Уцелели только те трое, что забились в трещины в стенах пещеры, только им удалось живыми выбраться наружу. Но один испустил дух у самого входа в пещеру, другой — по дороге, третий же, единственный из ста трёх пастухов, двинувшихся во главе с Гаки на дракона, дотащился, раненный, до боярской крепости и принёс страшную весть. Да, более страшной вести и вообразить было невозможно! Сто два молодых пастуха, цвет и гордость селения, погибли!

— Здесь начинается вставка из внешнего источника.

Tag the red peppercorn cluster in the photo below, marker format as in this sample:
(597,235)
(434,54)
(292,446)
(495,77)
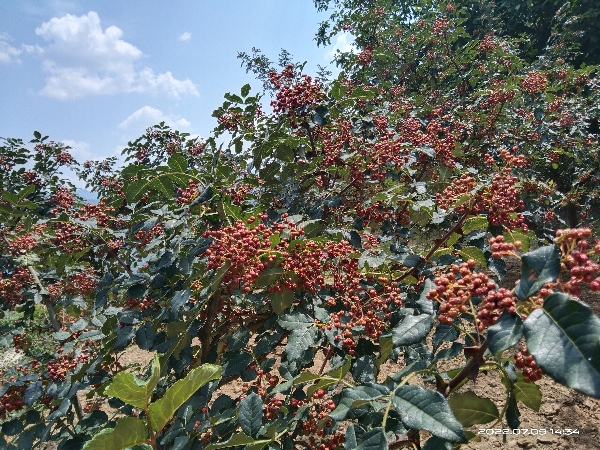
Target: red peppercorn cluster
(294,92)
(487,44)
(230,120)
(440,26)
(31,177)
(499,199)
(534,82)
(21,245)
(12,400)
(455,290)
(141,304)
(524,362)
(101,212)
(577,258)
(319,411)
(68,237)
(493,305)
(61,366)
(62,200)
(11,289)
(238,193)
(363,308)
(80,284)
(188,194)
(249,250)
(500,247)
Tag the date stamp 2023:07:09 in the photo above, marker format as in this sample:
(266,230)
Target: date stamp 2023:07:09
(529,431)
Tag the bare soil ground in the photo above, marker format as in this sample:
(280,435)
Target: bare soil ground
(561,408)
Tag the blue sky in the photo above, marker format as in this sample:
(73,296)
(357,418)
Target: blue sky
(96,74)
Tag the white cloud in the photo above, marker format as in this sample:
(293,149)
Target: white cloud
(83,59)
(148,116)
(79,150)
(343,43)
(9,54)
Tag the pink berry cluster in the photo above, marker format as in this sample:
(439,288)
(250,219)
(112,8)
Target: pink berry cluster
(499,199)
(492,306)
(455,290)
(524,362)
(294,92)
(534,82)
(500,247)
(577,258)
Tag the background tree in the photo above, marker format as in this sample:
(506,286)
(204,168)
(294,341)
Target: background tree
(355,220)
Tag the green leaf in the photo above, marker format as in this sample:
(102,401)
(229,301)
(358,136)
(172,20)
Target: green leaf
(564,339)
(513,236)
(136,190)
(127,387)
(435,443)
(295,321)
(163,409)
(236,440)
(250,414)
(280,301)
(386,345)
(235,363)
(374,439)
(473,253)
(512,411)
(30,189)
(469,409)
(269,276)
(444,333)
(129,431)
(299,341)
(221,271)
(10,197)
(539,267)
(178,163)
(527,393)
(475,223)
(338,90)
(505,333)
(412,329)
(423,409)
(163,184)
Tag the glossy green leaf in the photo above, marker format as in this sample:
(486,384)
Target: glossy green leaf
(129,431)
(299,341)
(280,301)
(473,253)
(236,440)
(163,409)
(564,339)
(470,409)
(423,409)
(177,162)
(269,276)
(250,414)
(475,223)
(412,329)
(127,387)
(539,267)
(374,439)
(527,393)
(505,333)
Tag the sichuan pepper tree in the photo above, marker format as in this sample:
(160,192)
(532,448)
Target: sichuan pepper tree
(361,222)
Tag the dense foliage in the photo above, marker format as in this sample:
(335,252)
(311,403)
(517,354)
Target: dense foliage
(278,267)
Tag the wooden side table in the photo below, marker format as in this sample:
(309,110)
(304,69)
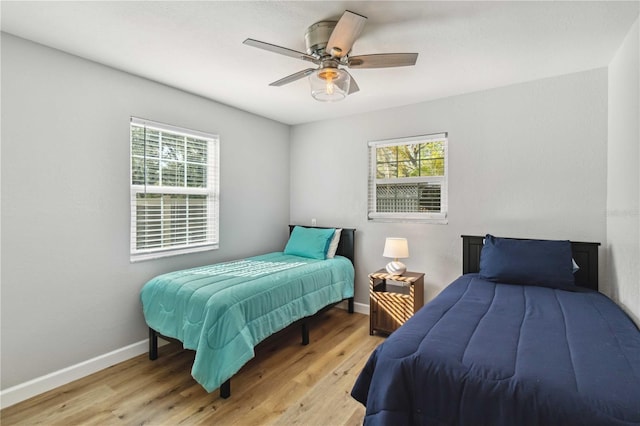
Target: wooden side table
(393,299)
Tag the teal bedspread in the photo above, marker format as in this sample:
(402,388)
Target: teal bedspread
(222,311)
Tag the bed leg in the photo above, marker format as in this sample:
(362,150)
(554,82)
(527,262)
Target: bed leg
(153,344)
(305,333)
(225,389)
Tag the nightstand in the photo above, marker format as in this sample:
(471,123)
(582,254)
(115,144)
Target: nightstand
(393,299)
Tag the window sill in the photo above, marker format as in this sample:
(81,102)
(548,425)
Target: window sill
(141,257)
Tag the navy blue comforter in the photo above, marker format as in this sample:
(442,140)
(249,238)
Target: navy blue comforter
(483,353)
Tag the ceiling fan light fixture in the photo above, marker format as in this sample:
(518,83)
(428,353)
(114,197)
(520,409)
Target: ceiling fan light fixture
(329,84)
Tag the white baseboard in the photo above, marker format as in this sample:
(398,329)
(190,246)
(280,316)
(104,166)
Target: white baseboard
(360,308)
(24,391)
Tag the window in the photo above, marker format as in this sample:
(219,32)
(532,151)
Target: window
(408,179)
(174,190)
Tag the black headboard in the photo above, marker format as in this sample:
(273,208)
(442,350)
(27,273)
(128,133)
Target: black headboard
(346,246)
(585,255)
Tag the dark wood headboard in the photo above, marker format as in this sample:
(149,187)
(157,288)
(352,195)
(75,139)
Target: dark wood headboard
(585,255)
(346,247)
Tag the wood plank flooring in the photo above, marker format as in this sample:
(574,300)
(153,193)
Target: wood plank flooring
(285,384)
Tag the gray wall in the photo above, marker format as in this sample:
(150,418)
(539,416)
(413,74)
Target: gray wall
(69,292)
(527,160)
(623,176)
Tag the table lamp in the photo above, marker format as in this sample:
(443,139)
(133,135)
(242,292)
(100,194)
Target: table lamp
(396,248)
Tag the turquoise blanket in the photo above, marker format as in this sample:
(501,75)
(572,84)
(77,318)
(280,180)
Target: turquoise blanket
(223,311)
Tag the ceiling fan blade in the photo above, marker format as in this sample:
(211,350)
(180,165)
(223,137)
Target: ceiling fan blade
(353,86)
(281,50)
(293,77)
(383,60)
(345,34)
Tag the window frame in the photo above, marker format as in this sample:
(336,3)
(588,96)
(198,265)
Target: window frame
(373,181)
(211,190)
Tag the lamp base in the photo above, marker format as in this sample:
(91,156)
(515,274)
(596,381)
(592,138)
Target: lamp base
(396,268)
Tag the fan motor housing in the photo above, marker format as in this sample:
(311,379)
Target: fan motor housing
(317,36)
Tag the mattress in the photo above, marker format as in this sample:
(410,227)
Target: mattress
(222,311)
(483,353)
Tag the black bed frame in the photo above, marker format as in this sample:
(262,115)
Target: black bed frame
(585,255)
(346,248)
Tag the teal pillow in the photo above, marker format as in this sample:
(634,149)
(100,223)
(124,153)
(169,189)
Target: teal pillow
(309,242)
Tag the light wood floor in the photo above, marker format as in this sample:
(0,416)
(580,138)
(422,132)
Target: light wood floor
(285,384)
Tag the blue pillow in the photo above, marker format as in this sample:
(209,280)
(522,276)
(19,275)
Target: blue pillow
(545,263)
(309,242)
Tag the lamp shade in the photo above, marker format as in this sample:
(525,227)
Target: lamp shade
(396,248)
(329,84)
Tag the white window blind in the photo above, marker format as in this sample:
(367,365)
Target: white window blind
(174,190)
(408,179)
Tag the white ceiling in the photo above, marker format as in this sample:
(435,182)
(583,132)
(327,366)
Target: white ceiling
(197,46)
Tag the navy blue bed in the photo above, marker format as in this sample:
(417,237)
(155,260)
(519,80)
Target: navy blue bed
(486,352)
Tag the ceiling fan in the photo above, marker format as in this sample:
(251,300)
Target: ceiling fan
(328,46)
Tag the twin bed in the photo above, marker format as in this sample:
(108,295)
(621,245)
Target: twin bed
(521,338)
(223,311)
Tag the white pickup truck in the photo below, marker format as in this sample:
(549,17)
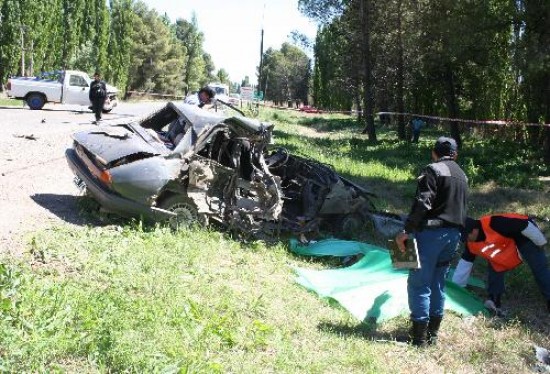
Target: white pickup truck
(66,87)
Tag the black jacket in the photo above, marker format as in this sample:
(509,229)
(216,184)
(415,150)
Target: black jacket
(98,90)
(441,194)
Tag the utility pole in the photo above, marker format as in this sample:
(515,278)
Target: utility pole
(22,28)
(261,55)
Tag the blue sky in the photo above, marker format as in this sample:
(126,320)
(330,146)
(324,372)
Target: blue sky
(232,28)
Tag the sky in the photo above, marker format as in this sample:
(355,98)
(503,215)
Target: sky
(232,28)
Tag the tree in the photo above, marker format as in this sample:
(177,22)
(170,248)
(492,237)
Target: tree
(286,74)
(194,67)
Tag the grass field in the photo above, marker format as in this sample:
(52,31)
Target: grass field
(127,298)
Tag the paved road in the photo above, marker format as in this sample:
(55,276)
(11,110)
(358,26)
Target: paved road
(36,185)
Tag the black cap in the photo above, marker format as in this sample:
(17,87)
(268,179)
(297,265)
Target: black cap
(469,226)
(445,146)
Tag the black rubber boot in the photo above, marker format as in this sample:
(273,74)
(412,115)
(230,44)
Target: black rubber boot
(419,334)
(433,329)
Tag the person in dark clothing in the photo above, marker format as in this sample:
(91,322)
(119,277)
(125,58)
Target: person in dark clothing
(436,219)
(202,98)
(98,95)
(501,239)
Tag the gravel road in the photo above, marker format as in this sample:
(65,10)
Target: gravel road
(36,184)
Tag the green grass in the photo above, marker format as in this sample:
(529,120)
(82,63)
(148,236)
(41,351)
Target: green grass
(124,298)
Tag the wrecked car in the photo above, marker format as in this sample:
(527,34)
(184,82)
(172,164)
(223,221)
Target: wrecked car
(184,165)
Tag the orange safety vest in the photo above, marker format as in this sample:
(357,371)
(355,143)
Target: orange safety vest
(500,251)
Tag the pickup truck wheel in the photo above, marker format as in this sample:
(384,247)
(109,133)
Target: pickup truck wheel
(187,214)
(36,101)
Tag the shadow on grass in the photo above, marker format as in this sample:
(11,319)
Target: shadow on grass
(368,329)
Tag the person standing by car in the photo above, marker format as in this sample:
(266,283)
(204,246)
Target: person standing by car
(505,241)
(98,94)
(202,98)
(436,219)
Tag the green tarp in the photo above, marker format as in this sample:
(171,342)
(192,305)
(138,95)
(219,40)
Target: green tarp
(370,288)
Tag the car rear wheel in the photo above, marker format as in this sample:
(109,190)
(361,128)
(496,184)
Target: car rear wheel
(187,214)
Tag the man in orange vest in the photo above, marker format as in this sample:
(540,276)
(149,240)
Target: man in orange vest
(505,241)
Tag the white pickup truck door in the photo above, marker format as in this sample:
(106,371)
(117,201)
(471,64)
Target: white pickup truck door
(75,90)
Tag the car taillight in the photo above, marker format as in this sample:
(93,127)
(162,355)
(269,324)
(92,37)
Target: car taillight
(105,177)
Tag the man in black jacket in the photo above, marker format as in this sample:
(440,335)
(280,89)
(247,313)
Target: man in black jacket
(98,95)
(436,219)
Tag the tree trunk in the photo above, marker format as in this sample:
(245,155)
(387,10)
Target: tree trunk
(401,133)
(368,101)
(452,104)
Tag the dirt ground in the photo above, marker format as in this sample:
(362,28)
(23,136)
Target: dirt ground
(36,184)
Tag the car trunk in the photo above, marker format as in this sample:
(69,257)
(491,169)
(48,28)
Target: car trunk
(120,144)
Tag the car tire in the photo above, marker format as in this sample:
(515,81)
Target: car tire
(36,101)
(350,225)
(187,214)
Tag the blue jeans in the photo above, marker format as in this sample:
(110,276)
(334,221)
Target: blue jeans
(535,259)
(426,286)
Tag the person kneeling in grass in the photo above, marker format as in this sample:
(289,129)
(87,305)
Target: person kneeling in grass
(505,241)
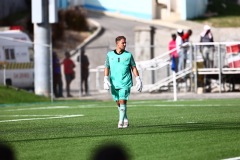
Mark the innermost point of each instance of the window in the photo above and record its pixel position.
(9, 54)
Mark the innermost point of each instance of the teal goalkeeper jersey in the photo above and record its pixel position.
(120, 69)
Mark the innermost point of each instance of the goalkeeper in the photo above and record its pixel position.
(117, 77)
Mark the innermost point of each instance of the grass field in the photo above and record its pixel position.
(197, 129)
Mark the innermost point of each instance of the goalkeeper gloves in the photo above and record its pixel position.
(139, 84)
(106, 84)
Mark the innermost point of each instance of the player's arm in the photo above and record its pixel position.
(106, 84)
(135, 71)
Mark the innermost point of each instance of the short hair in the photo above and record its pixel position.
(174, 35)
(120, 38)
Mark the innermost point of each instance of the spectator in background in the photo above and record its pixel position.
(185, 39)
(57, 77)
(84, 71)
(173, 54)
(179, 43)
(69, 66)
(207, 50)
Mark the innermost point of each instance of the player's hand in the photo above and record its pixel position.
(106, 84)
(139, 84)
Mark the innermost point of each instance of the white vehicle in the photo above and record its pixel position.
(16, 62)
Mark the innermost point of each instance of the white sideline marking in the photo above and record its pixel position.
(235, 158)
(183, 105)
(32, 119)
(29, 115)
(39, 108)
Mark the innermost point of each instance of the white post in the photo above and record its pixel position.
(80, 74)
(174, 87)
(4, 74)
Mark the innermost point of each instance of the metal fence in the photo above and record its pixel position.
(209, 67)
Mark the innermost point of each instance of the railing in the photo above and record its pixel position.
(223, 65)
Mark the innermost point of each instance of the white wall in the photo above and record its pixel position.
(11, 6)
(136, 8)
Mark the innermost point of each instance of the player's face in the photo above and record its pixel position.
(121, 44)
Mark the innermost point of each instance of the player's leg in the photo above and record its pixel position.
(115, 95)
(123, 96)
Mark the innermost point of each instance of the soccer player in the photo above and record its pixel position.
(117, 77)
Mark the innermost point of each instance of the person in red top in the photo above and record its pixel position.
(68, 66)
(185, 38)
(173, 54)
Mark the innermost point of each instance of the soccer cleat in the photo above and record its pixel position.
(125, 124)
(120, 125)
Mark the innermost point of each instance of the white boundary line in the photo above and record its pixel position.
(235, 158)
(32, 119)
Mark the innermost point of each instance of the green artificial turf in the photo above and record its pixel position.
(10, 95)
(198, 129)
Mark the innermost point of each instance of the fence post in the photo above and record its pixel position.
(4, 74)
(220, 69)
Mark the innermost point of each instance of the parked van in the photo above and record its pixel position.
(16, 59)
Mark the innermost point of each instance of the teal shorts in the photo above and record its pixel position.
(120, 94)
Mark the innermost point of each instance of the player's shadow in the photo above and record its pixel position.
(158, 129)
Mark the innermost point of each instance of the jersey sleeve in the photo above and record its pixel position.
(107, 62)
(132, 62)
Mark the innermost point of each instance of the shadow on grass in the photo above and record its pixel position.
(159, 129)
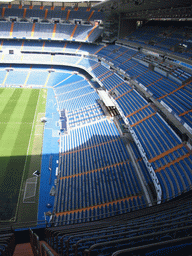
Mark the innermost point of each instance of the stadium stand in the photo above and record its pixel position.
(104, 183)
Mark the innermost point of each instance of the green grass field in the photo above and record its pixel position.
(17, 111)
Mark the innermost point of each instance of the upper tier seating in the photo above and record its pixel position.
(47, 13)
(70, 32)
(141, 231)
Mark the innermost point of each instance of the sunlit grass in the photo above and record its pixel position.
(17, 110)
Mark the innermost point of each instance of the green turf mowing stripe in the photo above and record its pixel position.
(8, 110)
(1, 90)
(13, 166)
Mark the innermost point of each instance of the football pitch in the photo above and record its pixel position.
(18, 112)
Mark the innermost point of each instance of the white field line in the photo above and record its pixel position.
(27, 155)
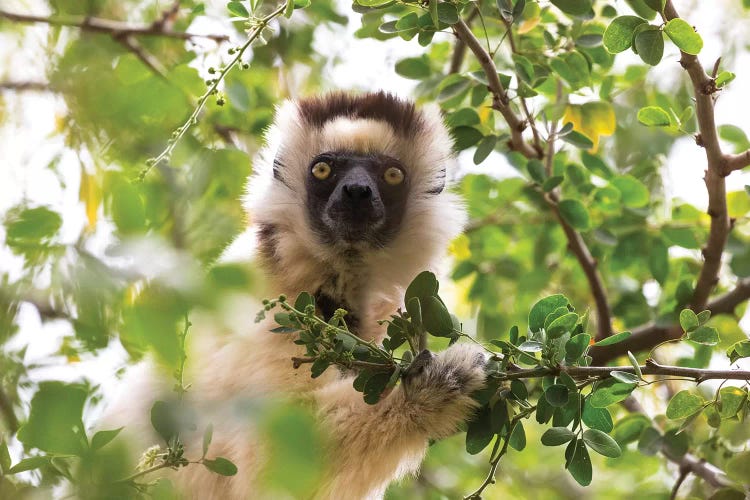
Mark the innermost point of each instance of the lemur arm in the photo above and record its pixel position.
(375, 443)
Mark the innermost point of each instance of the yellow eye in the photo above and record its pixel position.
(394, 176)
(321, 170)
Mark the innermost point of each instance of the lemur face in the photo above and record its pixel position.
(356, 198)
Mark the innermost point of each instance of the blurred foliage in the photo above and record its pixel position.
(138, 256)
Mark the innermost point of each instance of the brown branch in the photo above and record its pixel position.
(24, 86)
(650, 368)
(589, 267)
(647, 336)
(131, 44)
(110, 27)
(697, 466)
(736, 162)
(500, 101)
(297, 362)
(704, 87)
(6, 409)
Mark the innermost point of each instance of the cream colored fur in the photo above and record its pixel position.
(372, 444)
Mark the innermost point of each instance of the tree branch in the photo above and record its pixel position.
(687, 462)
(647, 336)
(23, 86)
(704, 87)
(650, 368)
(590, 269)
(736, 162)
(6, 409)
(110, 27)
(500, 101)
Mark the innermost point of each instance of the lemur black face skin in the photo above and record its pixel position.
(355, 197)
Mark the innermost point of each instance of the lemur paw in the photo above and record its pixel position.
(457, 371)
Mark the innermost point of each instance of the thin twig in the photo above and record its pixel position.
(260, 25)
(110, 27)
(650, 368)
(647, 336)
(500, 101)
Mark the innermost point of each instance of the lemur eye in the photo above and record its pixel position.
(321, 170)
(394, 176)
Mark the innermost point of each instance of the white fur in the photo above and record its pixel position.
(372, 444)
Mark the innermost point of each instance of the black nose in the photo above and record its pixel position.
(357, 192)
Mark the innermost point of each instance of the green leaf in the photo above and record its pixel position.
(237, 9)
(609, 392)
(573, 7)
(635, 364)
(165, 420)
(557, 395)
(684, 36)
(4, 457)
(220, 465)
(723, 78)
(653, 116)
(633, 192)
(31, 225)
(374, 387)
(574, 213)
(542, 308)
(650, 441)
(55, 420)
(649, 44)
(602, 443)
(303, 300)
(625, 377)
(414, 308)
(704, 316)
(102, 438)
(706, 335)
(576, 346)
(562, 325)
(619, 34)
(447, 13)
(424, 285)
(578, 140)
(596, 418)
(207, 436)
(479, 432)
(614, 339)
(688, 320)
(732, 399)
(318, 367)
(466, 137)
(30, 463)
(629, 428)
(579, 462)
(517, 439)
(557, 436)
(684, 404)
(536, 171)
(414, 68)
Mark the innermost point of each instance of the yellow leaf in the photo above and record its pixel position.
(528, 25)
(91, 196)
(592, 119)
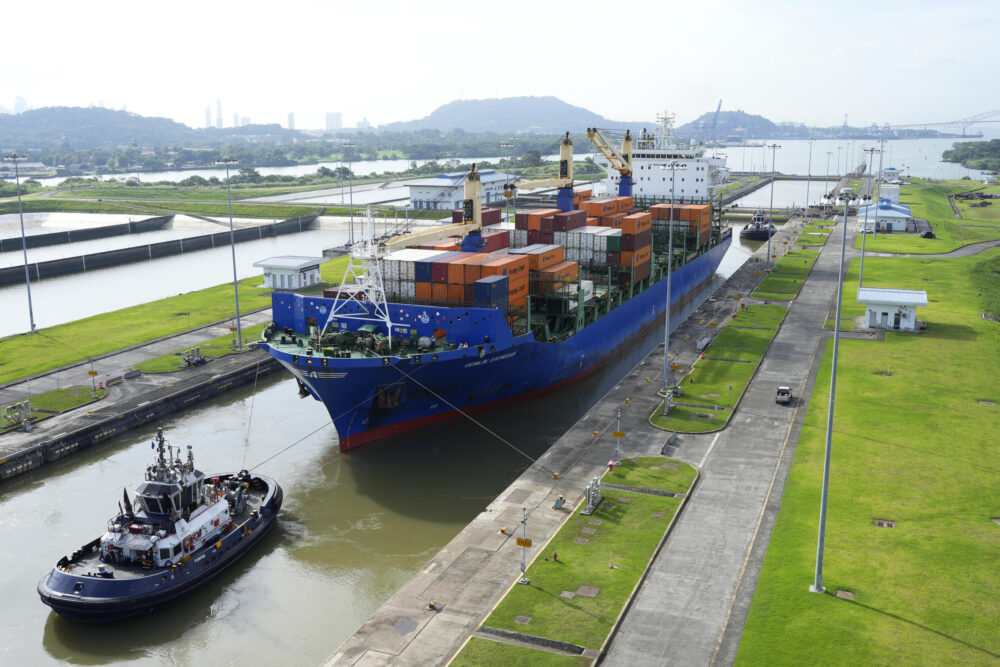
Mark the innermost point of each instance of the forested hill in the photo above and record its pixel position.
(80, 127)
(509, 114)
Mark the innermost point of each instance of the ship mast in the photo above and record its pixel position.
(365, 271)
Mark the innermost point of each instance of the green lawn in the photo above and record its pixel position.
(787, 276)
(212, 349)
(814, 234)
(929, 200)
(26, 354)
(486, 653)
(912, 444)
(707, 385)
(628, 533)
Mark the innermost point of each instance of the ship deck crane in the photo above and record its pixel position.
(620, 161)
(564, 197)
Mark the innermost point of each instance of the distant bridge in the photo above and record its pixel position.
(962, 123)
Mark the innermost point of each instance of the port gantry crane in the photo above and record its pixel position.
(622, 162)
(564, 196)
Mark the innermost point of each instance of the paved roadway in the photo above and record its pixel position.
(675, 609)
(693, 605)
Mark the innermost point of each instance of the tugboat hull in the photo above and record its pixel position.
(95, 597)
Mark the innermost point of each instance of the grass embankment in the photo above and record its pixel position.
(730, 361)
(815, 234)
(929, 200)
(786, 276)
(26, 354)
(626, 532)
(58, 400)
(211, 349)
(915, 443)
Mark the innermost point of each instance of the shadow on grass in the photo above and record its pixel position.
(920, 626)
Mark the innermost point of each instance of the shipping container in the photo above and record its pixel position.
(439, 293)
(637, 222)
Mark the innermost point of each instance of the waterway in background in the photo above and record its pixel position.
(72, 297)
(917, 157)
(786, 194)
(354, 526)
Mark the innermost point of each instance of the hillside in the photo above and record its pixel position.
(81, 127)
(509, 114)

— Моё счастье, что в пещере тесно и он не мог раскрыть пасть вовсю, — объяснял уцелевший пастух любопытным, — а то бы нипочём не спастись. Дубины наши все ломались, как соломинки, ведь чешуя у него покрепче кости. Я попробовал пырнуть ножом, лезвие враз погнулось — вот, глядите! — И он показывал свой нож, продолжая стонать и охать. — Убило, погубило нас чудище страшное!
— Вот что бывает, когда командует пастух! — выступил вперёд Главный Дровосек, Колун. Виданное ли дело — ввести в пещеру весь отряд целиком! Кабы этот Гаки остался в живых, его бы за такую глупость повесить мало! Я на его месте…
— А кто тебе мешает? Бери своих дровосеков и отправляйся! — насмешливо прервал его Зверолов. — Или, может, страшно?
— Это кому страшно? — вспыхнул Колун. — Пока у меня в руках топор, мне ничего не страшно!
— Имей в виду, дракон о трёх головах! — предостерегающе сказал раненый пастух.